Sono però in costante aumento i fatti di cronaca deplorevoli che raccontano di furti all’interno degli edifici scolastici, non più limitati alle ore notturne o ai periodi di chiusura, con sottrazione di PC, iMac, smart TV, tablet, LIM, strumenti musicali e dotazioni tecnologiche acquistate con risorse pubbliche, spesso vincolate (PON FESR, PNRR).
In numerosi episodi, il danno economico diretto derivante dalla sottrazione dei beni è stato aggravato da danneggiamenti alle strutture, causati da effrazioni di porte, finestre etc. Il paradosso è evidente: il costo complessivo per la scuola e per l’ente proprietario risulta spesso di gran lunga superiore al valore del bottino, che si rivela esiguo se rapportato alla compromissione degli spazi e alla perdita di funzionalità degli ambienti didattici.
Oltre al danno patrimoniale immediato, tali eventi producono un impatto significativo sulla continuità dell’azione educativa. La sottrazione o il danneggiamento delle attrezzature rallenta progetti già avviati, costringe a riorganizzare la didattica e, in molti casi, comporta tempi di ripristino lunghi, soprattutto quando i beni erano stati acquistati con finanziamenti vincolati e non immediatamente reintegrabili.

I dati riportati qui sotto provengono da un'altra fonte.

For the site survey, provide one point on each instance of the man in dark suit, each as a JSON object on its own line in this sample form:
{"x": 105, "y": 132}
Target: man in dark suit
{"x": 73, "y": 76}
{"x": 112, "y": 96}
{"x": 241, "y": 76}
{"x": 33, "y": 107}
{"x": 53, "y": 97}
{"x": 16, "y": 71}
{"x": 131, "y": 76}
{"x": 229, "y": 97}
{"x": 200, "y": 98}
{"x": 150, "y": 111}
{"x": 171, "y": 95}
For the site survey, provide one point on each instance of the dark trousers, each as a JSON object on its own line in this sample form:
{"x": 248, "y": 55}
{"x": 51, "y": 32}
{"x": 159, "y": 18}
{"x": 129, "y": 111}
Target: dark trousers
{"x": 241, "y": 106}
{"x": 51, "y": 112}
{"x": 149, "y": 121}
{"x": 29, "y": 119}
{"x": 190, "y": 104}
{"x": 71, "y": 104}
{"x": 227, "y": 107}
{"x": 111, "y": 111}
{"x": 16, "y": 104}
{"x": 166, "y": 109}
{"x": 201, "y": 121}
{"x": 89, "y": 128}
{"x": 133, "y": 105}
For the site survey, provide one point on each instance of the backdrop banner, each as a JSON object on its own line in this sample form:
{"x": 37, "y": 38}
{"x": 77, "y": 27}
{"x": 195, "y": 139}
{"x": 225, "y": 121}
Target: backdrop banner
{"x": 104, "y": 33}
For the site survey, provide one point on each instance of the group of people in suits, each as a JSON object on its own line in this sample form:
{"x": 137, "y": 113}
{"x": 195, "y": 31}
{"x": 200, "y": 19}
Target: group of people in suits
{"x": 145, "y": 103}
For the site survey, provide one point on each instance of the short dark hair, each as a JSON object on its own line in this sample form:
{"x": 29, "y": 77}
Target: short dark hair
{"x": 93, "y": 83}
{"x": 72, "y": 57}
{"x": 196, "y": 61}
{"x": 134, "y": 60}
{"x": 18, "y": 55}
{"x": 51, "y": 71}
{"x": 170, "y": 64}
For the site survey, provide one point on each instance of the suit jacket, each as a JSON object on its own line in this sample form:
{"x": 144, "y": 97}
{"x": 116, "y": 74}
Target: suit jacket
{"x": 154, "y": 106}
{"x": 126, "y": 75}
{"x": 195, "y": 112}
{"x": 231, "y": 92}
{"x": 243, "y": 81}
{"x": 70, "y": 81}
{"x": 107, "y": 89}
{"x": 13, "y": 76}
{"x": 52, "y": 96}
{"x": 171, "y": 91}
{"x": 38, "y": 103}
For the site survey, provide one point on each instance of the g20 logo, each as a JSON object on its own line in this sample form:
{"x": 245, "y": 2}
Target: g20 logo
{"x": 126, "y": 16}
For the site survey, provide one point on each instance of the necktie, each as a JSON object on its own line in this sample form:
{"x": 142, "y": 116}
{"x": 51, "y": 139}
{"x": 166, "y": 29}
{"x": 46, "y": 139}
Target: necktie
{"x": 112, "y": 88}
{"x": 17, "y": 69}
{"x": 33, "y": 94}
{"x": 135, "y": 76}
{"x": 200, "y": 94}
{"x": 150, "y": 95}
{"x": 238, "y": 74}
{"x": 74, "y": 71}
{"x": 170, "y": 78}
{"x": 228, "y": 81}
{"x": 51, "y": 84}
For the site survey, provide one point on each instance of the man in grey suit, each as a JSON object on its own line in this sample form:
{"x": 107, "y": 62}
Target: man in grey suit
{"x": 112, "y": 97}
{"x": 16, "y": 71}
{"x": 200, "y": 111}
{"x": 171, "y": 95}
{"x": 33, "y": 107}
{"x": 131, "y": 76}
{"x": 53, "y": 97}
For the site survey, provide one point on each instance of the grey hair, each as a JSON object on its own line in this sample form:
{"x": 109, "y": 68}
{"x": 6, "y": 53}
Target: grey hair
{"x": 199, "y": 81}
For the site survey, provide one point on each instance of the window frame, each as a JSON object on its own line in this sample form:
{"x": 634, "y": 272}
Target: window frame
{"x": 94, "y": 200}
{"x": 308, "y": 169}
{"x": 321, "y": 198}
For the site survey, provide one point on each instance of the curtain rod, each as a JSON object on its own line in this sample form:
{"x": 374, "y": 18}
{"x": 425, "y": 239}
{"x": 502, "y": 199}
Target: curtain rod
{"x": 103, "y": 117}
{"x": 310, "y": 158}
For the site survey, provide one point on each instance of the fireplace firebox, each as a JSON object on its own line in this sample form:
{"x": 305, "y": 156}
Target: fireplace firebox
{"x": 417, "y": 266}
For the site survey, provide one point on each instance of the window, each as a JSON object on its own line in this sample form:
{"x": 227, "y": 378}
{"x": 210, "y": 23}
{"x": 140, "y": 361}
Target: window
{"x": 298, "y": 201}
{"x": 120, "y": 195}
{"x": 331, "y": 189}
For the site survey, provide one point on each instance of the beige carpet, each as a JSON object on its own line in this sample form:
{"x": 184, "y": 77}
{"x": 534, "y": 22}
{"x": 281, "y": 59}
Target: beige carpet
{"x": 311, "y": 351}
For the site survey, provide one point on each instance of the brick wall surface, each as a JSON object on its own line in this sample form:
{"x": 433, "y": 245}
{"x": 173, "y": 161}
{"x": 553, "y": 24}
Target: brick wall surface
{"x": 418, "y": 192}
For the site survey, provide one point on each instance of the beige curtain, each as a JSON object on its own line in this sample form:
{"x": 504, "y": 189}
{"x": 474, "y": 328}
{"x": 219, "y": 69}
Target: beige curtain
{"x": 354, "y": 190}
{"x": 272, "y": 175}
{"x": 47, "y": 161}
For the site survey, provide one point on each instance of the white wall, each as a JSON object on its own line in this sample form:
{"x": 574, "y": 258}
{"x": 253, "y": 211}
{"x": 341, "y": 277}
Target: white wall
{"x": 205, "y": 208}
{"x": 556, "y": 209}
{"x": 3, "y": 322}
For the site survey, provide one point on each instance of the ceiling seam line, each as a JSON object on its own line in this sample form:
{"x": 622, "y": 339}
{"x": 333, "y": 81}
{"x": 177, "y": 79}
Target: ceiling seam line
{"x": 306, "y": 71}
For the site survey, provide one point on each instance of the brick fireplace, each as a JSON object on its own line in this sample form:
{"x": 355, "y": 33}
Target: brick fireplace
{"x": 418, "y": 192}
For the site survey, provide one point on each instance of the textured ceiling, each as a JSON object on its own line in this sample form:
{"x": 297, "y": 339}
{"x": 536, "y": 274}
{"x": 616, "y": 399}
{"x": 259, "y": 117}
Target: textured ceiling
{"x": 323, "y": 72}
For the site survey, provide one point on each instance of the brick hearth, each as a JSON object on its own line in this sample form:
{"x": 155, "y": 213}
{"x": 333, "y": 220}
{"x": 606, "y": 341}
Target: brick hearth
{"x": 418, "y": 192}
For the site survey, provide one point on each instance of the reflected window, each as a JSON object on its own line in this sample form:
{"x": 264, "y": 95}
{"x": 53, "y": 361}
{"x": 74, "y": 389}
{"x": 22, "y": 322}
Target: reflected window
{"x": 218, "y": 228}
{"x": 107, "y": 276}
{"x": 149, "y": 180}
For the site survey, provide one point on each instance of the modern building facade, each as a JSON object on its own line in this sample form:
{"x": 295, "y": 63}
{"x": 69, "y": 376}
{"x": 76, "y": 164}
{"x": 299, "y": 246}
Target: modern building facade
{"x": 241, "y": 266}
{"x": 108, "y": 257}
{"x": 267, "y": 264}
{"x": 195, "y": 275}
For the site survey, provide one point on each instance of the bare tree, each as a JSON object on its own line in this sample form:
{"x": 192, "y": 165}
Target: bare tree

Sono, comunque, sempre di più le sentenze o le ordinanze che tendono a confermare il fatto che simili delitti meritano di essere puniti severamente: il furto è tanto più deprecabile e sconcertante se commesso all’interno della scuola, luogo deputato all’educazione e ai valori su cui si fonda la convivenza civile e il rispetto degli altri.
Dal punto di vista giuridico e gestionale, la tutela del patrimonio pubblico rientra tra gli obblighi dell’ente proprietario e della dirigenza scolastica, anche alla luce dei principi di buona amministrazione e corretta gestione delle risorse pubbliche. In questo quadro, una polizza IFE (Incendio, Furto ed Elettronica) adeguatamente strutturata consente di coprire non solo la sottrazione dei beni, ma anche i danni da effrazione e, se previsto, le conseguenze operative dell’evento.
La cronaca dimostra come il rischio predatorio nelle scuole non sia episodico né marginale. Affrontarlo significa integrare prevenzione, organizzazione e protezione assicurativa, per garantire la salvaguardia degli investimenti pubblici e la continuità del servizio scolastico.
Per le scuole il nodo centrale non è però l’attivazione delle coperture assicurative, ma la corretta definizione delle garanzie da richiedere e dei criteri di scelta. Si tratta di valutazioni tecniche che superano le competenze ordinarie dell’istituzione scolastica e che rendono strategico il ricorso a un broker specializzato, capace di documentare la propria esperienza settoriale e i casi concreti su Istituti scolastici analoghi.